Interest rates go up and down at the whim of the market. Australia has experienced low-interest rates for quite some time, and low-interest rates could be the norm now for some homeowners. While this may be so, it will not last forever. Interest rates will eventually rise. If you are locked into a fixed rate loan, it can be frustrating watching as interest rates drop below your fixed rate. Alternatively, it can be a good time to lock in great rates for a fixed period.

But, the decision between variable and fixed interest rates is a long held debate among many Australian home owners. If you lock in rates, what if they go down? If I continue with variable rates, how long before they start rising again? These are some common questions, people ask.

There is a lot you can do to take advantage of low-interest rates.

Fix Part of the Mortgage

A fixed rate loan on part of your mortgage can be a great option when interest rates are low. You will continue to receive the same low-interest rates for the period you lock them. By fixing only a part of your mortgage, you spread the risk of changing interest rates across your entire mortgage. It gives you the best of both worlds. You can pay down the variable part of the loan as quickly as possible and still enjoy the advantages of fixed interest rates on the rest.

Maintaining Repayments

It is always tempting to just pay the new repayment amount whenever interest rates fall. You can always use that extra cash in the family budget. While that is great, you are better off maintaining your monthly mortgage repayments at the higher interest rate. This makes your hard earned cash work even harder for you.

There is little point saving large sums of money in times of low-interest rates when you compare how much interest you accrue on your home loan. Any money you save earns little interest so it is really a waste sitting in a savings account. Maintaining your repayments at the higher interest rate pays your mortgage off a lot quicker.

Repayment Frequency

Most people make the home loan repayments on a monthly basis, they do this to line up their salary or other monthly income with the mortgage repayments. Consider switching to weekly mortgage repayments. This would considerably reduce the monthly interest component of the repayment and also reduce the time it would take to pay off the loan. This is because lenders calculate the interest on a daily basis but post it to your home loan account on a monthly basis. Make sure to equally divide the monthly repayment amount by four and then start paying that amount on a weekly basis. This will ensure that you would be repaying a little bit extra than what is actually required to pay.

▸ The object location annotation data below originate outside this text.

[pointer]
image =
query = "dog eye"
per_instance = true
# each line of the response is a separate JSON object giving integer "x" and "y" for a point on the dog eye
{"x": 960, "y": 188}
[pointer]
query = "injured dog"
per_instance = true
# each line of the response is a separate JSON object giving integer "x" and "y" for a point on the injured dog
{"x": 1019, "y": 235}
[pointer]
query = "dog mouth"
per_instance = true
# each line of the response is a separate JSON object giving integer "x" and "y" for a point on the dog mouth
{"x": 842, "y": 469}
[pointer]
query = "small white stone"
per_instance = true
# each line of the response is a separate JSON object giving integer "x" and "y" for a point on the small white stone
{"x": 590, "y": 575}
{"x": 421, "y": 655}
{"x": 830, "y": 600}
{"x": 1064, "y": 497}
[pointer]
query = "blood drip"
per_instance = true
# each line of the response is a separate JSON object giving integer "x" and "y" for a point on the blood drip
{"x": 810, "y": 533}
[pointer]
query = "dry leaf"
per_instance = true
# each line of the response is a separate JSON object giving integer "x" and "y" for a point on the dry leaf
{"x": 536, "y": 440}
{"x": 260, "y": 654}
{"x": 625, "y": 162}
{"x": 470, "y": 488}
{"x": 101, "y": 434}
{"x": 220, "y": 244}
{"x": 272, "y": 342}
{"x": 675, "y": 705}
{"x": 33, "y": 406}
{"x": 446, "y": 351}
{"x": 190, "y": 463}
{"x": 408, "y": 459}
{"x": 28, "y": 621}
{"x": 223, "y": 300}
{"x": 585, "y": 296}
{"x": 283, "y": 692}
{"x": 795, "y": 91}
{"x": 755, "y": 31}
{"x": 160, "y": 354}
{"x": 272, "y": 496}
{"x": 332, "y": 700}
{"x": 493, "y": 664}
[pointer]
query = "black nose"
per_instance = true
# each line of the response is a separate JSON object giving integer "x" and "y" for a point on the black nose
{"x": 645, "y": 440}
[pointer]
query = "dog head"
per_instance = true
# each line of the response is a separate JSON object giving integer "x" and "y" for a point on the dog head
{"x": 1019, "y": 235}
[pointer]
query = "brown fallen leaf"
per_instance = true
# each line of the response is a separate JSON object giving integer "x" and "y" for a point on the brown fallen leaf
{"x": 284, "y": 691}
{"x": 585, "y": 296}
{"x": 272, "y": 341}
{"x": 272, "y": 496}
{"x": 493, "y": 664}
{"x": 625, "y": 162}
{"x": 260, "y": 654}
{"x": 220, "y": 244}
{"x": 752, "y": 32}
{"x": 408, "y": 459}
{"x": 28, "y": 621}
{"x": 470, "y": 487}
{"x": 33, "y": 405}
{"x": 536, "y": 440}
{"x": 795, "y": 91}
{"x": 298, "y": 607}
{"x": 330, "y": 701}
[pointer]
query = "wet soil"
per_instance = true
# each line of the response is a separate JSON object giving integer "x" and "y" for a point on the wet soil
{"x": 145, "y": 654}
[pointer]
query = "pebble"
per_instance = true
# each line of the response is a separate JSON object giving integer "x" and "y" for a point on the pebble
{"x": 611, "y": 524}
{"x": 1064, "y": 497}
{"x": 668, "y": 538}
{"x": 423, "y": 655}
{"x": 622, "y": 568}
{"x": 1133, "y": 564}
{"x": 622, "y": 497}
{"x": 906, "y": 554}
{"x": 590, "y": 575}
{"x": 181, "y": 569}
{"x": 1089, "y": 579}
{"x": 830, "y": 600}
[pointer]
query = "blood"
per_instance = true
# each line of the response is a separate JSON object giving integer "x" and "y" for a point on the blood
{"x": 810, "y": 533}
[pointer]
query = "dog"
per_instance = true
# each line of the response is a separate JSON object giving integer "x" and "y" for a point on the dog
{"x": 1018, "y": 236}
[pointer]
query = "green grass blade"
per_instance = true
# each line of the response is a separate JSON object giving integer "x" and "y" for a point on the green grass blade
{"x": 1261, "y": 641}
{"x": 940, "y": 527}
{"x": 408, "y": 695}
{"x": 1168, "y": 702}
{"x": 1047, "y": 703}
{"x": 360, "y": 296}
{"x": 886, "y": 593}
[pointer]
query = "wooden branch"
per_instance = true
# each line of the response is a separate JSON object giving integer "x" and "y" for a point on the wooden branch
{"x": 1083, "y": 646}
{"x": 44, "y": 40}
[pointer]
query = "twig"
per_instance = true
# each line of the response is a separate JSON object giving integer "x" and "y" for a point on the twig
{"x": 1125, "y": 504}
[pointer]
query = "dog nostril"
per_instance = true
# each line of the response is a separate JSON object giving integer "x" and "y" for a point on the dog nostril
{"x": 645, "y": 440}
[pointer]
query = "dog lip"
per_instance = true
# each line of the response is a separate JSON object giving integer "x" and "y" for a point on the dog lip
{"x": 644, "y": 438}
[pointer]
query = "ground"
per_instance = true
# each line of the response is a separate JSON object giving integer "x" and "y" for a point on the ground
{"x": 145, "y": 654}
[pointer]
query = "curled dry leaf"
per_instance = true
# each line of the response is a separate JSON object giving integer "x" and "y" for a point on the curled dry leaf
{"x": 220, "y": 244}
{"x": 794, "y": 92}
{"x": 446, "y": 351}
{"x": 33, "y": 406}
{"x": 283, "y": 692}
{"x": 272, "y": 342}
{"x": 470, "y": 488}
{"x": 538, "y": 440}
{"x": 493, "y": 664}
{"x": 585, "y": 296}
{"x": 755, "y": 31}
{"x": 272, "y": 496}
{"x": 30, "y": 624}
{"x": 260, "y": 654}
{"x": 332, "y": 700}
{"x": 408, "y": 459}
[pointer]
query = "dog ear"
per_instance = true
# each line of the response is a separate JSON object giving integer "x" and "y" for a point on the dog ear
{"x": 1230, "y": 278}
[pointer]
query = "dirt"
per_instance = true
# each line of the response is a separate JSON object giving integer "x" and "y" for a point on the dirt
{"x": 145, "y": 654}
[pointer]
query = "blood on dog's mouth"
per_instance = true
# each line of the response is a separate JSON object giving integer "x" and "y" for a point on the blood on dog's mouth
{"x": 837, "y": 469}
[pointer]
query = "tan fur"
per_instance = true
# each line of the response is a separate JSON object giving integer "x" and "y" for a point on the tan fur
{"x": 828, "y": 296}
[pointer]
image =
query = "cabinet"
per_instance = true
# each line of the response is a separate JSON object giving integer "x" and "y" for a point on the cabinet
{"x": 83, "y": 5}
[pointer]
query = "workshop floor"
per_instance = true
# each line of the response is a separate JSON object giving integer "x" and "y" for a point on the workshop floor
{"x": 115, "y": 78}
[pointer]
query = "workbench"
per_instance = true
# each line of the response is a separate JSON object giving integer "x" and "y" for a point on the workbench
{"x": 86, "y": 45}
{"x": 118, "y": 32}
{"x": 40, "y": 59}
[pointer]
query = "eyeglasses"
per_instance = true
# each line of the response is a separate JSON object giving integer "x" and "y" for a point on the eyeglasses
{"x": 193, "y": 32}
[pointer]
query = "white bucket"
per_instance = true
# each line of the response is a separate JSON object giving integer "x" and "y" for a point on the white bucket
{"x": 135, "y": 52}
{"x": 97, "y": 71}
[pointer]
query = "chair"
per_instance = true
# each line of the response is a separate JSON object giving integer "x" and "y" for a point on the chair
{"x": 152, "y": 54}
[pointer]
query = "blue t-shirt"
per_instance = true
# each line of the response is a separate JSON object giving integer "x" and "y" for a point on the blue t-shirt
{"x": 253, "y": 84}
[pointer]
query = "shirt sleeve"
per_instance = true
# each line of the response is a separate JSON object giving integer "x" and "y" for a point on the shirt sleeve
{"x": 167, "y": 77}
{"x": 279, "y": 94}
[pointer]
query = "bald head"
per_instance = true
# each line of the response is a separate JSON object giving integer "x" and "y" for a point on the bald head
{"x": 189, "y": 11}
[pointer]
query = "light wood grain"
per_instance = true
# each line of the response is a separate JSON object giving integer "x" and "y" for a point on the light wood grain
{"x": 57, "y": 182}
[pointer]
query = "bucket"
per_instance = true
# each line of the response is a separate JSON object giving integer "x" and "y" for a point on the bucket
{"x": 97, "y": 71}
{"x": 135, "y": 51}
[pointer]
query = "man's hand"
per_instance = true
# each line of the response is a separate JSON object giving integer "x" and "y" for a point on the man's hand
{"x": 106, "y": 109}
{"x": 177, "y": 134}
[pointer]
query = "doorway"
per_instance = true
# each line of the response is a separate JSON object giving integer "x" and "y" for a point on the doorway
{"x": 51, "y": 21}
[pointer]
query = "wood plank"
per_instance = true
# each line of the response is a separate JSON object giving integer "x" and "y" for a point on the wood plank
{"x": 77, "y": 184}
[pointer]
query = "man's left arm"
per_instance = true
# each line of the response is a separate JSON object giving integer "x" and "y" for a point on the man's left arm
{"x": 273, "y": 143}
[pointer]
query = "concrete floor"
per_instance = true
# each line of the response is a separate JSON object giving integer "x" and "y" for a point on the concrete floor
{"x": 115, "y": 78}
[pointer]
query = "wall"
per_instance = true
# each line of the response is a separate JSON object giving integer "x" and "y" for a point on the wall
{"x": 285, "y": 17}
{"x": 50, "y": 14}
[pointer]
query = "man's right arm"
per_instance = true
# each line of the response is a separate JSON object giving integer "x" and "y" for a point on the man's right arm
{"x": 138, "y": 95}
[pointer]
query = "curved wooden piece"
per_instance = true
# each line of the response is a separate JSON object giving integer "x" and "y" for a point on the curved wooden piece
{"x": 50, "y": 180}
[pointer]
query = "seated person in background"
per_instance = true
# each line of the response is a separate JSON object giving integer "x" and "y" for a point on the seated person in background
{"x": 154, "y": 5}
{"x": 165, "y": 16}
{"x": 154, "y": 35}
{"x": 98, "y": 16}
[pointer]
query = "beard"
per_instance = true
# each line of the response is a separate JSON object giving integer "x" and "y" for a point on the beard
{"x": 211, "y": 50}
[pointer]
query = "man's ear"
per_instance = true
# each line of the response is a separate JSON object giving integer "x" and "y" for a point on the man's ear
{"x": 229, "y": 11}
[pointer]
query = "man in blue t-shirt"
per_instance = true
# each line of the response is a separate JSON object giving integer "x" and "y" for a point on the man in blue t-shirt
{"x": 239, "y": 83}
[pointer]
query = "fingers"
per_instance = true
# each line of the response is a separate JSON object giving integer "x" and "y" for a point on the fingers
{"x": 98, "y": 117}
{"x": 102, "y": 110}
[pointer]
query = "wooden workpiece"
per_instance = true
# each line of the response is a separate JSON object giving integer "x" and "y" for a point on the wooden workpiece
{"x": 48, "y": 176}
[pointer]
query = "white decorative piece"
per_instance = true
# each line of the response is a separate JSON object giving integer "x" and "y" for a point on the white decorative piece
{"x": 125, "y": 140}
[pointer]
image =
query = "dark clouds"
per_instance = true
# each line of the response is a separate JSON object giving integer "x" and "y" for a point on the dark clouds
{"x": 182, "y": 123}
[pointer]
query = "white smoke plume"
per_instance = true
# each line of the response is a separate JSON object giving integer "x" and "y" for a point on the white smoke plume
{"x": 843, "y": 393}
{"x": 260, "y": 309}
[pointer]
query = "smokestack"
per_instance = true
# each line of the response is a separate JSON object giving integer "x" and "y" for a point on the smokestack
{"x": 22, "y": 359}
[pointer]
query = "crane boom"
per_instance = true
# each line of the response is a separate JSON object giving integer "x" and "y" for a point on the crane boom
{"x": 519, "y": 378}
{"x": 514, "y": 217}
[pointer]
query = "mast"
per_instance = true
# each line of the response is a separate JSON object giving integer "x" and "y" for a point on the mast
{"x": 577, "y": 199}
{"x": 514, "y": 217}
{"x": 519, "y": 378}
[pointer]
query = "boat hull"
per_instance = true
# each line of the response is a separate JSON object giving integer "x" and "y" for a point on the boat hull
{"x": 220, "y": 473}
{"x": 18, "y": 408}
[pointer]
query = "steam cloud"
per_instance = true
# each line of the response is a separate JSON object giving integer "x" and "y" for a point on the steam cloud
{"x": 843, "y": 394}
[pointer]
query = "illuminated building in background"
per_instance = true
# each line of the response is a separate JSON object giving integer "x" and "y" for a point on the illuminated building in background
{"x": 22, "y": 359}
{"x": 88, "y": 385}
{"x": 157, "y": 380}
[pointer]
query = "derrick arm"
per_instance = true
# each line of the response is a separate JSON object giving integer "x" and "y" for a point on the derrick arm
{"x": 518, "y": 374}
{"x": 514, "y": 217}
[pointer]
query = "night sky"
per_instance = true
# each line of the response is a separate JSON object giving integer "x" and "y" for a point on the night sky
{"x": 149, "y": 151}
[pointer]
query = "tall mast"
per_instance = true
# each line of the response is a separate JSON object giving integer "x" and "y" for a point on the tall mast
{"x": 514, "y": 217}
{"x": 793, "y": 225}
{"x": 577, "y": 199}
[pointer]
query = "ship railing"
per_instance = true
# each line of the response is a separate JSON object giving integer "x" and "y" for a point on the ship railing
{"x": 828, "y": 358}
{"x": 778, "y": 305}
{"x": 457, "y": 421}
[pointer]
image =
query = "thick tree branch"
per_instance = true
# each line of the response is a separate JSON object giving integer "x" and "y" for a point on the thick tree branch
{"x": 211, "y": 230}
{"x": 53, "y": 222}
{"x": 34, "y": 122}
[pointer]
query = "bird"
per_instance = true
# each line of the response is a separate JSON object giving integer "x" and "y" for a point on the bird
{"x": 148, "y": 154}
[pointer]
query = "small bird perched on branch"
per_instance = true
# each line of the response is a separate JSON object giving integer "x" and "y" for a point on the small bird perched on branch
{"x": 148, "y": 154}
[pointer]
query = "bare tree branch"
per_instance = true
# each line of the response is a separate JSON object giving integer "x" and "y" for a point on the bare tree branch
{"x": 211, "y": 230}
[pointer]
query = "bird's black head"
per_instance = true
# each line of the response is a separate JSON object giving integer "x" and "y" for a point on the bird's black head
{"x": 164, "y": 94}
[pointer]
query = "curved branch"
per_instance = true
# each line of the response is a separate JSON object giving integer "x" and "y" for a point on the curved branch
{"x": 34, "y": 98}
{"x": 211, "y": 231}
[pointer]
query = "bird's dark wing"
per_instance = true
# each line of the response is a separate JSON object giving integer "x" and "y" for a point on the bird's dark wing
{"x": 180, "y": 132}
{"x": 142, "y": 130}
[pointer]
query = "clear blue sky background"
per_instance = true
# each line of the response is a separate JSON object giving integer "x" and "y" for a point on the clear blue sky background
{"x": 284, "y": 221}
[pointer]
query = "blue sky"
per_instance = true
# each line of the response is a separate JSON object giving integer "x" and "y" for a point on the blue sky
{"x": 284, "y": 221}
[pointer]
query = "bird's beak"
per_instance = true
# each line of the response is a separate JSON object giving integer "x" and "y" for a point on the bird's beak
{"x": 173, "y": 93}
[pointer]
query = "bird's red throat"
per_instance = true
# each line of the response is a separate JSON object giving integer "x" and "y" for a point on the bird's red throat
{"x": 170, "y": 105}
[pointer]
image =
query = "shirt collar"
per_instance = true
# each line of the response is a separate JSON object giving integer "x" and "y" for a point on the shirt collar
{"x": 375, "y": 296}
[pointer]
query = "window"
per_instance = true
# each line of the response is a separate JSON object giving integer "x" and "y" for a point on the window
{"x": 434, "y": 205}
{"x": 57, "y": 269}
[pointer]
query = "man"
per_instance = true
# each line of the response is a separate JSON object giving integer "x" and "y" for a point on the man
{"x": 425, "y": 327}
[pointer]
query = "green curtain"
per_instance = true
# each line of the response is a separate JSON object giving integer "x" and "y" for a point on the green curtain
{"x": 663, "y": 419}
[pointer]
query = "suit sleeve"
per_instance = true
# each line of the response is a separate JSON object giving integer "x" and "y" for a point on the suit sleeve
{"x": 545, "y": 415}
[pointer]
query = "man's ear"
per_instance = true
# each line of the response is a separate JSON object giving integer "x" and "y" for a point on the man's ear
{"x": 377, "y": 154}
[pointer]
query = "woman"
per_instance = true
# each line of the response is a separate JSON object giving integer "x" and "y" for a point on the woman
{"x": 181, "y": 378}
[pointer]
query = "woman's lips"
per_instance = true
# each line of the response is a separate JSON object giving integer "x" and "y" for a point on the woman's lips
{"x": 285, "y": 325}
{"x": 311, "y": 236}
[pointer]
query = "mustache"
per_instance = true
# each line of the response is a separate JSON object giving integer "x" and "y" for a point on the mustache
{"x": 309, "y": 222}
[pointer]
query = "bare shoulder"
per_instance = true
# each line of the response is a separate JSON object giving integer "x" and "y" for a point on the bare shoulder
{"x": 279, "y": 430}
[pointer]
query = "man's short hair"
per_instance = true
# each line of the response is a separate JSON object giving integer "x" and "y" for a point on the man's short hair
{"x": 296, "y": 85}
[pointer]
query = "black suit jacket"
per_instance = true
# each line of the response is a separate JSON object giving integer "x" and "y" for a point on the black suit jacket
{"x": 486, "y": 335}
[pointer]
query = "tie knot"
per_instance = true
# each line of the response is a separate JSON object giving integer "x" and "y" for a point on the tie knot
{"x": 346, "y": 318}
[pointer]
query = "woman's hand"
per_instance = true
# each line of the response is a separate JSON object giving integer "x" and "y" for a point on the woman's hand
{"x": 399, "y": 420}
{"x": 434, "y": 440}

Make Additional Repayments

Any additional repayments you make reduces the amount you owe. It also reduces the amount of interest you pay on the outstanding balance each month. Even if it is just a small amount, try to pay a little extra each week or month.

Set Up an Offset Account

If you haven’t already, set up an offset account with your home loan facility. Ensure to deposit the family income into this account on a periodic basis, such as yours and your partner’s salaries. Any savings in this account would offset against the balance in your home loan account and you will pay less interest.

To maximise the effectiveness of the offset account where you would want to keep as much cash as possible, consider getting a credit card. You would use this card to pay household expenses, such as groceries, utility bills and rates. You would pay off the credit card within the credit free period to avoid paying any credit charges.

Consider Refinancing

Many lenders do not pass on interest rate cuts every time the Reserve Bank cuts official interest rates. This may be frustrating, so talk to your mortgage broker to get a better deal. Refinancing at a lower interest rate can help you pay off your mortgage sooner.